Все дальше плыл Маман Генденг, и всюду слышал он от рыбаков рассказы о принцессе Ренганис. Днем плыл он в утлом челноке на запад, а в сумерках приставал к берегу в рыбацких селениях. Спрашивал, далеко ли до Халимунды, и ему отвечали: плыви дальше на запад и, обогнув мыс с юга, поверни на восток. Его предупреждали о коварстве Южных морей и рассказывали о принцессе, и одинокий путник все больше терял голову.

– Я женюсь на ней, – клялся он.

С каждым днем хорошела принцесса Ренганис и сама была не рада своей красоте – и заперлась у себя в покоях. С внешним миром связывала ее лишь узенькая дверная щель, сквозь которую горничные передавали ей еду и одежду. Она поклялась никогда не выставлять свою красоту напоказ и мечтала о муже, который полюбит ее за другие достоинства. И когда она шила свадебное платье и приданое, то никому не показывалась на глаза, но правды о красоте ее было не утаить, ее воспевали сказители, о ней говорили путешественники. Отец, снедаемый запретной любовью, и мать, ослепленная ревностью, решили поскорей сбыть дочку с рук. Разослали девяносто девять гонцов в самые дальние уголки королевства и даже в соседние страны и устроили состязание для принцев, воинов и всех прочих. В награду победителю обещали прекраснейшую из женщин на свете, принцессу Ренганис.

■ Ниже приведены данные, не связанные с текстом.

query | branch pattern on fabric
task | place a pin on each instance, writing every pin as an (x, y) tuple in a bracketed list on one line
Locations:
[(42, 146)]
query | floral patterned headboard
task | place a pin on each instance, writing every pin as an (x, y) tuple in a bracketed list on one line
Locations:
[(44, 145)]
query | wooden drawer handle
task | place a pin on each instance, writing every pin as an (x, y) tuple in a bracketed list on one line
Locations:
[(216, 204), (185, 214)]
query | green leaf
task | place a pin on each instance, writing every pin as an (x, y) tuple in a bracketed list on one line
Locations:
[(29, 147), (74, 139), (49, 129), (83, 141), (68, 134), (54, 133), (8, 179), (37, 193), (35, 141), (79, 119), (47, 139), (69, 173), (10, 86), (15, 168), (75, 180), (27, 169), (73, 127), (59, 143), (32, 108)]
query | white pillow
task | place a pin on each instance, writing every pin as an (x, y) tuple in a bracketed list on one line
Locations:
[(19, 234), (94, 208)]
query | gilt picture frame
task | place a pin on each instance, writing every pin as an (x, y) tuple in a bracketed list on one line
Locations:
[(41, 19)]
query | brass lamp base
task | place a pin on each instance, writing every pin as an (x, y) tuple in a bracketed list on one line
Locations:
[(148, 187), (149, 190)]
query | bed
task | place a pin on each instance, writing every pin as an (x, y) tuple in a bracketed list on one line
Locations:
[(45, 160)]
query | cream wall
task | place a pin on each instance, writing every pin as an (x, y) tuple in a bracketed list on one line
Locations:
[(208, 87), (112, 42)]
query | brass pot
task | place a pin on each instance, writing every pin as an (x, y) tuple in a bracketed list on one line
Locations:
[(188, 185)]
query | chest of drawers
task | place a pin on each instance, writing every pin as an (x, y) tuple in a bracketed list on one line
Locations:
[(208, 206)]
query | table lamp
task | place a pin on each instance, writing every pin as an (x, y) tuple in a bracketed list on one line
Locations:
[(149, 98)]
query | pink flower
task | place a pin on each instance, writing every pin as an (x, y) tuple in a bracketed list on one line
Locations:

Съехались отовсюду красавцы-женихи, и началось состязание – нет, не турнир лучников, как тот, в котором Арджуна завоевал Друпади. Каждого всего лишь просили описать женщину своей мечты – ее рост, сложение, любимые блюда, прическу, цвета одежды, запах тела, – а затем, сев у дверей в спальню принцессы Ренганис, отвечать на ее вопросы. Король пообещал, что если кому-то из женихов нужна точно такая женщина, как Ренганис, а принцессе – точно такой, как он, то они станут мужем и женой. Прямо скажем, диковинный способ искать пару, – немудрено, что ни одного подходящего жениха не нашлось.

Завоевать такую женщину – дело и вправду непростое. В Зондском проливе напали на Мамана Генденга пираты, и он хоть немного отвел душу, пустив их ко дну. Но не одни пираты стояли у него на пути. В Южных морях преследовали его жестокие шторма, а возле лодки кружила пара акул. Пришлось ему причалить на краю болота, подстрелить оленя и подкармливать акул оленьим мясом – так он их приручил.

И все ради редкостного сокровища по имени Ренганис.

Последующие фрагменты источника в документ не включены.